La fiesta del aceite

    11 nov 2022 / 17:19 H.
    Ver comentarios

    Me perdí cuando ya estaba salvada./ Sentí que el mundo me dejaba atrás/... La próxima ocasión quiero quedarme. /La próxima ocasión para ver cosas/ que el oído no ha oído/ ni vio el ojo jamás./ La próxima ocasión ya no me iré” (E. Dickinson).

    Soy testigo, vecina de un antiguo molino en Jaén y de ese exquisito e inconfundible olor, algo amargo, como a hierba verde, perfume característico de los noviembres de Jaén. Hace apenas dos años visité un actual molino de aceite y no me resultó asumible, porque era todo él un enorme conjunto, muy compacto, de máquinas con piezas que funcionaban conjuntamente y no me produjo emoción alguna; aquel gigantesco engranaje podría ser igualmente para conseguir piezas de otros artilugios o artefactos.

    Comparé el impresionable conjunto de edificios y sus contenidos con la antigua prensa elemental o gran recipiente redondo sobre la que se vertían las aceitunas verdinegras desde las espuertas de esparto que venían de los trojes o grandes cavidades en el suelo a la gran copa que descendía a la vieja presa por un tubo, allí las aplastaban tres enormes rulos piramidales, de base circular, que giraban alrededor del gran eje central; desde allí iban hechas jugo pastoso hasta los pozuelos o grandes depósitos en el suelo en los que se asentaba la masa en el fondo y quedaba arriba el líquido, nuestro preciado aceite verde, tan exquisito aun sin filtrar.

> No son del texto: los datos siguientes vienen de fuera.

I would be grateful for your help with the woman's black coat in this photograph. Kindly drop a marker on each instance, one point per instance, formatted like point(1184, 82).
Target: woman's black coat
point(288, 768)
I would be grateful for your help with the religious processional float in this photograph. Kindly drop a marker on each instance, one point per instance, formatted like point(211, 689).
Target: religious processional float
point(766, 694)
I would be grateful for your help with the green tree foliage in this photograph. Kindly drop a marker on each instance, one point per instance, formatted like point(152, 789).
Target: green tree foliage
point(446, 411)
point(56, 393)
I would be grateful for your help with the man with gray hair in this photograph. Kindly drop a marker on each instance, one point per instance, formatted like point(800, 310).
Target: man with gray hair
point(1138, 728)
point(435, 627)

    He estado 43 años fuera de esta tierra, de sus crestas azules y la ciudad acostada en sus laderas, como un gran lagarto al sol, entre blancas casas derramadas, sin los lirios en las laderas del cerro de la Mella, sin los verdes cenicientos de la oliva, sin el tacto bronco de sus viejos troncos retorcidos, sin Jabalcuz al fondo, gigante gris con el gran ojo del sol implacable presidiendo los días tensos, monocordes, rota por lo gritos de los grajos en las noches calientes de grillos y luceros. Todo lo que vi fuera, los más bellos paisajes, me parecieron siempre un decorado.

    Sí, he vuelto a mis raíces, para quedarme y seré abono o luciérnaga, de tú a tú mi ciudad y mi soliloquio, en el encuentro armónico entre la parte y el todo, hasta quedar inundada de resplandor dorado, de horizontal malvas o azules, y hondonadas de olivos infinitos, como una madroñera acunando el espacio.

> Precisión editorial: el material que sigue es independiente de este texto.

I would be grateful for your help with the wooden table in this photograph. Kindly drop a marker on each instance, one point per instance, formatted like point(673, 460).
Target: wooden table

    Han sido insuficientes los lugares en los que se han instalado tantas casetas, que ofrecían en la ciudad por la feria del primer aceite, este domingo último. Se apilaban las casetas unas con otras contraponiéndose en la plaza de la Constitución y extendiéndose hasta el paseo de la Estación (¡qué pena que no se hubieran asentado a lo largo de todo él!) y no pude acercarme para conocer el contenido en cada una de ellas, tal cantidad de gentes había, ¡qué exitazo! También en Bernabé Soriano era imposible transitar con holgura, fue una fiesta grande.

    Este domingo lleno de bulla, de vida,
    que obvié por excesivo e intenso me recordó que el tiempo pasa, menos para el eterno,
    imperecedero, interminable olivo y su
    insuperable jugo verde para nuestro pan
    de cada día.

    El olivo es como nuestra verdadera naturaleza biológica, que somos incapaces de modificar a nuestro antojo, árbol sufrido ante los avatares climáticos, perseverantes aguantando generación tras generación en terrenos a veces áridos. “Solo se puede entrar/ en un corazón roto/ con el gran privilegio/ de haber sufrido mucho” (E. Dickinson).

    Así la existencia actual con adelantos y fallos que en ocasiones nos hacen sentir como perdidos, sin embargo, las gentes, como el olivo, conservamos las cualidades inherentes al terreno, al árbol emblemático: mezcla de nerviosidad y apatía, inseguridad y paciencia, resistentes y benéficos como el Aove.